Jesteśmy w domu rekolekcyjnym prowadzonym przez Siostry – Córki Ducha Świętego. Ogromnie serdeczne, opiekuńcze, troszczące się o wszystko. Trochę jak w Łomiankach. 🙂 Wszystko na miejscu, łącznie z kaplicą, którą można wielokrotnie nawiedzić i spotkać się Panem Jezusem.
W Meksyku zima, czyli w dzień tylko ok. 25 stopni Celcjusza a w nocy temperatura spada do ok 6 stopni. Nasi studenci chodzą non-stop w kurtkach, czapkach, kozakach i czasem nawet rękawiczkach. Ja na boso w sandałach. Przecież to prawie jak nasze lato.
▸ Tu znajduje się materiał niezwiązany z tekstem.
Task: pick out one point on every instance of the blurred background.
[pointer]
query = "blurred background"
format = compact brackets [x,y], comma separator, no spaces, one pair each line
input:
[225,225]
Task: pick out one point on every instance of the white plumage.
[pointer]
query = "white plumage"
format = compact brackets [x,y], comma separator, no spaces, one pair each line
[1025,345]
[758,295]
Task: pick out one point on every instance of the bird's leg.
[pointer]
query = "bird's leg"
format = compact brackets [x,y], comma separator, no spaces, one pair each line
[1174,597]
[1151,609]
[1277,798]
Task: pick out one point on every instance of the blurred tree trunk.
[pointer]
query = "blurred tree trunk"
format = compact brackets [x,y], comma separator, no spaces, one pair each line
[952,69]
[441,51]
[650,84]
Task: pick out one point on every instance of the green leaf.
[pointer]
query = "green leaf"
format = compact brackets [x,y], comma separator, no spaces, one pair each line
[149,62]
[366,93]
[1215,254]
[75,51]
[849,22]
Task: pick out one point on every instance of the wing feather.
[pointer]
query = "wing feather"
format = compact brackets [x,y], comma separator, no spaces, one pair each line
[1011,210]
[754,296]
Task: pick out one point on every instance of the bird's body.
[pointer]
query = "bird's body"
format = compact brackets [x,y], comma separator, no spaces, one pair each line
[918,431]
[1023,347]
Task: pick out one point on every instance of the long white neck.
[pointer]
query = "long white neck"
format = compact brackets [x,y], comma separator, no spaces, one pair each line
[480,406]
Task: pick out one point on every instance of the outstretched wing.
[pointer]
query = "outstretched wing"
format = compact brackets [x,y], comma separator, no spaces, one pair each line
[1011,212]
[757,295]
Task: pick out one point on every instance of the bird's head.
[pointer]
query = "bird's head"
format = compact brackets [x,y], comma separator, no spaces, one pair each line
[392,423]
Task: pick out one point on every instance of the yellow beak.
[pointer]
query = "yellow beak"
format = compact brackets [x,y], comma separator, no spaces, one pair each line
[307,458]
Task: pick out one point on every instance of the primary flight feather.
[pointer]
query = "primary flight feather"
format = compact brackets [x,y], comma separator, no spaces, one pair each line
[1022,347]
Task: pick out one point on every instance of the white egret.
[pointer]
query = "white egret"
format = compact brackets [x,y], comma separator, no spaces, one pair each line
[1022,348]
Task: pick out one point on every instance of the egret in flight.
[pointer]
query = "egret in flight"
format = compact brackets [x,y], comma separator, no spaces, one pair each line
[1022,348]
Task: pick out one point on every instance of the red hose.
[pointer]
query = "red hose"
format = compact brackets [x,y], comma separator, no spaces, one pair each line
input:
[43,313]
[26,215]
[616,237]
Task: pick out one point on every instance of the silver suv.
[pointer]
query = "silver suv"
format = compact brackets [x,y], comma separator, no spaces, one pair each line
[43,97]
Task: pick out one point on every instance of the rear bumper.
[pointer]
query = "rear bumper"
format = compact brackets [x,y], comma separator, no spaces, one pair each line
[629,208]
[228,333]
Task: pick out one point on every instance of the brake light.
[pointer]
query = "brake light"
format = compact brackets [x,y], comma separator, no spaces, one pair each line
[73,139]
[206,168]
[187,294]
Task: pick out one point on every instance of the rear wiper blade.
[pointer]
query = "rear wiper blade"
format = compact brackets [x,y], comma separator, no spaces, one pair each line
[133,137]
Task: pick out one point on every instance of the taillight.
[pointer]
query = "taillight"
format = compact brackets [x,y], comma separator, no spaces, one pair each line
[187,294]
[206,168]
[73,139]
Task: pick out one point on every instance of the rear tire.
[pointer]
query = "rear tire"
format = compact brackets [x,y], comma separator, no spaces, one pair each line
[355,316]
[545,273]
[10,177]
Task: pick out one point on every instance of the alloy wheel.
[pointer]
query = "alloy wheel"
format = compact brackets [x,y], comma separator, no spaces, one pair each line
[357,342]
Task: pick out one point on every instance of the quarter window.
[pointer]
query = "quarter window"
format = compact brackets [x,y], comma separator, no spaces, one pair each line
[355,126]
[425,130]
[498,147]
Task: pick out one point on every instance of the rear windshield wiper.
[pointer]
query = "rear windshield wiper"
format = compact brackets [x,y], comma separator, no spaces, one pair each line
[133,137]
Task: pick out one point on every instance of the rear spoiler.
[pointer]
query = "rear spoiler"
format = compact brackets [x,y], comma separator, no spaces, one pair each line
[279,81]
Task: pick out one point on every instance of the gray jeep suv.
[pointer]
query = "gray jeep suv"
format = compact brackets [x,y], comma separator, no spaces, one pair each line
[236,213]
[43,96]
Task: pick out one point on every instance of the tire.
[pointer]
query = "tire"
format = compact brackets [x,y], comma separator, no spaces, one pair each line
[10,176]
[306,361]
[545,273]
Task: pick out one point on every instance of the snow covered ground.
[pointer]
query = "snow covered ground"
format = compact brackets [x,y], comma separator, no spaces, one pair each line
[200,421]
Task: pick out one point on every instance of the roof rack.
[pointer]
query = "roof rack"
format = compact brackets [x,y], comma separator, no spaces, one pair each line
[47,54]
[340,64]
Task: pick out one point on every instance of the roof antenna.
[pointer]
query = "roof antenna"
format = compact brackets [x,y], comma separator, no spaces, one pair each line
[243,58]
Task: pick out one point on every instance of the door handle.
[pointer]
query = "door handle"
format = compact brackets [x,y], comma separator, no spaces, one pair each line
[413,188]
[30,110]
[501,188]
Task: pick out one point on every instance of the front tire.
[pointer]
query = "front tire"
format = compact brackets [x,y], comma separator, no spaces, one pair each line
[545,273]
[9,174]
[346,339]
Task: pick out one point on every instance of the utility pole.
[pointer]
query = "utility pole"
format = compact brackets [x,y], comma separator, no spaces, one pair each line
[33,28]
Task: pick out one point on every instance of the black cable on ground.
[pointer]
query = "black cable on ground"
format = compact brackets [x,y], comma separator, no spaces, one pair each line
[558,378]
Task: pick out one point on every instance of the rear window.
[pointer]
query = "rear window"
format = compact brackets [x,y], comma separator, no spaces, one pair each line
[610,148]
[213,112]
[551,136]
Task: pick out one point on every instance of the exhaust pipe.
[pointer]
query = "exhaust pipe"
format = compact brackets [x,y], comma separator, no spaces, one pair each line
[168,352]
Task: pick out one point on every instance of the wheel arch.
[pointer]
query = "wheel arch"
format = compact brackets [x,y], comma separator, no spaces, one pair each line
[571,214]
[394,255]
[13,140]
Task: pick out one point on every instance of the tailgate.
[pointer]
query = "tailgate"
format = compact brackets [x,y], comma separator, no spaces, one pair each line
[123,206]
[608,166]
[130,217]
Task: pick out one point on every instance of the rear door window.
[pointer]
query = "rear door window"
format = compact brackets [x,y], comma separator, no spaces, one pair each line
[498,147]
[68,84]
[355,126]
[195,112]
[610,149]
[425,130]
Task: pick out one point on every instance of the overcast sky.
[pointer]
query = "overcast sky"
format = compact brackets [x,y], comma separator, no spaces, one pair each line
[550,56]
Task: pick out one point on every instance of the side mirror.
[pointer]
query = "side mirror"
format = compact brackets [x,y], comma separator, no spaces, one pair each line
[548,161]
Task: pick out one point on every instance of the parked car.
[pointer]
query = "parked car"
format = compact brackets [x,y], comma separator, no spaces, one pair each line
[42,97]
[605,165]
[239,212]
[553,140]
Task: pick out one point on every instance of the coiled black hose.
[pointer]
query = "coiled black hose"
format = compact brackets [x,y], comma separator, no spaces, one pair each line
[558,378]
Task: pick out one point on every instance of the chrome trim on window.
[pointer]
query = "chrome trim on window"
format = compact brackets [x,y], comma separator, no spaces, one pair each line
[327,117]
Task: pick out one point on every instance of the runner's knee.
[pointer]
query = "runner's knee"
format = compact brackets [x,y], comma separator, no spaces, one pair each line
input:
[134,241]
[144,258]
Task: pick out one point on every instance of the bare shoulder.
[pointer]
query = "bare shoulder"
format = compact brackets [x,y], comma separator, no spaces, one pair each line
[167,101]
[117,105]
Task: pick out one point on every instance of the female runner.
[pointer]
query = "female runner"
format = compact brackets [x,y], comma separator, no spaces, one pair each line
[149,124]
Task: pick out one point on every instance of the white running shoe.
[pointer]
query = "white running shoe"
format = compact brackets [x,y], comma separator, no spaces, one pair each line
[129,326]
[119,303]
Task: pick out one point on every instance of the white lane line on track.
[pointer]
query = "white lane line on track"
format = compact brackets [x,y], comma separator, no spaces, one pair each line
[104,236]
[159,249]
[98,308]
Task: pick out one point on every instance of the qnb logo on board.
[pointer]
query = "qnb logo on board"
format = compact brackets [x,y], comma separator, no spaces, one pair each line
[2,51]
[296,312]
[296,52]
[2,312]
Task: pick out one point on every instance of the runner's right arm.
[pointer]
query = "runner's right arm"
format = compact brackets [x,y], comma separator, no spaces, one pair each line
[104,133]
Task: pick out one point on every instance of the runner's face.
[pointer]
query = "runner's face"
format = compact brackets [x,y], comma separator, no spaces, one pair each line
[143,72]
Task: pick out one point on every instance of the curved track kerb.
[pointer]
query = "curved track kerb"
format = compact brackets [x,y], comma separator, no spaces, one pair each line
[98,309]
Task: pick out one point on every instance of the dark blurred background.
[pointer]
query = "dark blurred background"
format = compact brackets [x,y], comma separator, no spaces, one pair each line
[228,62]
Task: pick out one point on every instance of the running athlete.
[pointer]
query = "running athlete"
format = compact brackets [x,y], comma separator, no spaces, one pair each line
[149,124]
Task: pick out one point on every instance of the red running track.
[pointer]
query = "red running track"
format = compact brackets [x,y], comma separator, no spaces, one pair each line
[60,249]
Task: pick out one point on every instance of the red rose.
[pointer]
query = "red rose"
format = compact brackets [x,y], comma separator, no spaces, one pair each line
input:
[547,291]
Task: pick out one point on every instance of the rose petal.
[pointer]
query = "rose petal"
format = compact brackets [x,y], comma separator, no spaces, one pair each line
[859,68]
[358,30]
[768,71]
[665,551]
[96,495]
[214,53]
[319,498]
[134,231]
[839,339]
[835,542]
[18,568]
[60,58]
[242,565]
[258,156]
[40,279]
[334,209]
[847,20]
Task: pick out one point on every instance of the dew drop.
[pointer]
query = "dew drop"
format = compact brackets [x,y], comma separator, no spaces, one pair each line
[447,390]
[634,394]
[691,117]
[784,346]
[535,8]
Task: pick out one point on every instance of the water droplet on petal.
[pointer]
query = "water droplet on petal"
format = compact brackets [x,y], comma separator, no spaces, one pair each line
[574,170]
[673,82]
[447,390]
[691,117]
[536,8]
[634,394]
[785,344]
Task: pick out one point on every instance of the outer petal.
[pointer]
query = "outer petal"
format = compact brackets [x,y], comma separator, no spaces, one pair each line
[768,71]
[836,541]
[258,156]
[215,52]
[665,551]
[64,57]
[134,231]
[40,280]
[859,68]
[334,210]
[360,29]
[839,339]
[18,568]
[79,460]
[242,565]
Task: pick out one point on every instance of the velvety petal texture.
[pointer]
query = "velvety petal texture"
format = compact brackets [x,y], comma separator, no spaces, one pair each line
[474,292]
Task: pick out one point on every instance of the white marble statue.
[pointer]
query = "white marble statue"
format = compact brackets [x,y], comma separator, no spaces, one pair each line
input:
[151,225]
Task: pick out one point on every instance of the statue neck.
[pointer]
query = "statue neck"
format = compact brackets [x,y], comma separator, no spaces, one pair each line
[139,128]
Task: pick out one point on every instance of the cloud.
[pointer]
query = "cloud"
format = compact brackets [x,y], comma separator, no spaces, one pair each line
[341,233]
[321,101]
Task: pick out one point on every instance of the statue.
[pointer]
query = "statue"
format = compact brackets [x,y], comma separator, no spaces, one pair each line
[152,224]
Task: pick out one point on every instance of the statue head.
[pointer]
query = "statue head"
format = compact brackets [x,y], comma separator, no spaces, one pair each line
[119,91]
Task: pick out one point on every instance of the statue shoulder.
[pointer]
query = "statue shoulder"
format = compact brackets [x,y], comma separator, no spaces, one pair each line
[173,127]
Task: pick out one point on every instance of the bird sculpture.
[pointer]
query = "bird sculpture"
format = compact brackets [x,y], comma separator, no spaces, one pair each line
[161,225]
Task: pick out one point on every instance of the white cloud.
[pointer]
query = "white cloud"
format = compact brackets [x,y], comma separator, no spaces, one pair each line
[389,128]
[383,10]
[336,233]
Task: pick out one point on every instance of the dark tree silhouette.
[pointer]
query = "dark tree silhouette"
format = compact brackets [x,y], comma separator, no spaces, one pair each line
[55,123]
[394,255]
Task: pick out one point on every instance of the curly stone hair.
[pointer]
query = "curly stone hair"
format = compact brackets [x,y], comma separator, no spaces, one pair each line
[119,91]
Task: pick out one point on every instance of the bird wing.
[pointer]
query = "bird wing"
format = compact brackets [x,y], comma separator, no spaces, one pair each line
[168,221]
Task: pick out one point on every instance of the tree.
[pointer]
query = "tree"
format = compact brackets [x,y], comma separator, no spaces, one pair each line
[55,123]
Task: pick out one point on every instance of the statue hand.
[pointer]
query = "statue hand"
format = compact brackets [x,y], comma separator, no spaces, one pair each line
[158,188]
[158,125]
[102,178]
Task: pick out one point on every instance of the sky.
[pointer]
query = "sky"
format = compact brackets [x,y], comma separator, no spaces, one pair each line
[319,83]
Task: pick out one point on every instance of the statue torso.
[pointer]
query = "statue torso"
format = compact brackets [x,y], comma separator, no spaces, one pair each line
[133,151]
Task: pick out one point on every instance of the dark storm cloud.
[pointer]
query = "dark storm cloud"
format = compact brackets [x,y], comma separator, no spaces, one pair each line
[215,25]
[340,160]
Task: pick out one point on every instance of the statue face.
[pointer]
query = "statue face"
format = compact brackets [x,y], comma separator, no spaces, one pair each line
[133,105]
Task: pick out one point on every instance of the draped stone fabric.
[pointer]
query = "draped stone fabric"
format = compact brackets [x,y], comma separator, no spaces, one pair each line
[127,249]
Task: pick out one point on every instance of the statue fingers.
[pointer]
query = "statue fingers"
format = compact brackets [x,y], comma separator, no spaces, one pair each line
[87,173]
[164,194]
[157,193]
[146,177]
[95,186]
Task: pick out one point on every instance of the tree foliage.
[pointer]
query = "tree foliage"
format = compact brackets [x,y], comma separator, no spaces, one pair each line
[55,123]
Program jak zawsze intensywny. Reakcje typowe dla przeciążonych studentów – kawa non stop, posiłki wydłużane do granic przyzwoitości i nocne posiedzenia w sail wykładowej; jedni drugim tłumaczą.
Najmłodsza studentka:
Kolacja:
Msza św. codziennie po hiszpańsku z homilią i dodatkowo po angielsku dla zespołu z Omaha. Kolejne wyzwanie dla kapelana. 🙂
Jutro bardzo ważny dzień – egzamin końcowy pierwszej części. Wszyscy pilnie się uczą. Tych, co to mają za sobą nie trzeba prosić o wsparcie.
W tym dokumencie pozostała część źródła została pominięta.